Sensors, Vol. 25, Pages 6516: A LoRa-Based Multi-Node System for Laboratory Safety Monitoring and Intelligent Early-Warning: Towards Multi-Source Sensing and Heterogeneous Networks


Sensors, Vol. 25, Pages 6516: A LoRa-Based Multi-Node System for Laboratory Safety Monitoring and Intelligent Early-Warning: Towards Multi-Source Sensing and Heterogeneous Networks

Sensors doi: 10.3390/s25216516

Authors:
Haiting Qin
Chuanshuang Jin
Ta Zhou
Wenjing Zhou

Laboratories are complex and dynamic environments where diverse hazards—including toxic gas leakage, volatile solvent combustion, and unexpected fire ignition—pose serious threats to personnel safety and property. Traditional monitoring systems relying on single-type sensors or manual inspections often fail to provide timely warnings or comprehensive hazard perception, resulting in delayed response and potential escalation of incidents. To address these limitations, this study proposes a multi-node laboratory safety monitoring and early warning system integrating multi-source sensing, heterogeneous communication, and cloud–edge collaboration. The system employs a LoRa-based star-topology network to connect distributed sensing and actuation nodes, ensuring long-range, low-power communication.
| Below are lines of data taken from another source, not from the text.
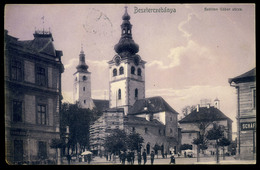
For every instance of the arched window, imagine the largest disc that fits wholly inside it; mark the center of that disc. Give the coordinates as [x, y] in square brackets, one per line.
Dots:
[139, 72]
[115, 72]
[132, 70]
[121, 70]
[136, 93]
[119, 94]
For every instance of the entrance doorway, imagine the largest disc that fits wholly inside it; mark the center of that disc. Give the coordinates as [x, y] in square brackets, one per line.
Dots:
[18, 150]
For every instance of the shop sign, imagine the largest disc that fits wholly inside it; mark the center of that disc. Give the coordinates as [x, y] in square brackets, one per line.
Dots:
[18, 132]
[248, 126]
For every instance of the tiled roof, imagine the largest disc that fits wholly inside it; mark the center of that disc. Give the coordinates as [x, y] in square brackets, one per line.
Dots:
[131, 119]
[245, 77]
[151, 105]
[204, 114]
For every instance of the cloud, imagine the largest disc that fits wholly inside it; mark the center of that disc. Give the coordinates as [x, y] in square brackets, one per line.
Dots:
[189, 52]
[95, 63]
[180, 26]
[98, 63]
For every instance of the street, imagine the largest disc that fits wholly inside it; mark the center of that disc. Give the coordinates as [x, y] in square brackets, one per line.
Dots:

A Raspberry Pi-based module performs real-time facial recognition for intelligent access control, while an OpenMV module conducts lightweight flame detection using color-space blob analysis for early fire identification. These edge-intelligent components are optimized for embedded operation under resource constraints. The cloud–edge–app collaborative architecture supports real-time data visualization, remote control, and adaptive threshold configuration, forming a closed-loop safety management cycle from perception to decision and execution. Experimental results show that the facial recognition module achieves 95.2% accuracy at the optimal threshold, and the flame detection algorithm attains the best balance of precision, recall, and F1-score at an area threshold of around 60. The LoRa network maintains stable communication up to 0.8 km, and the system’s emergency actuation latency ranges from 0.3 s to 5.5 s, meeting real-time safety requirements. Overall, the proposed system significantly enhances early fire warning, multi-source environmental monitoring, and rapid hazard response, demonstrating strong applicability and scalability in modern laboratory safety management.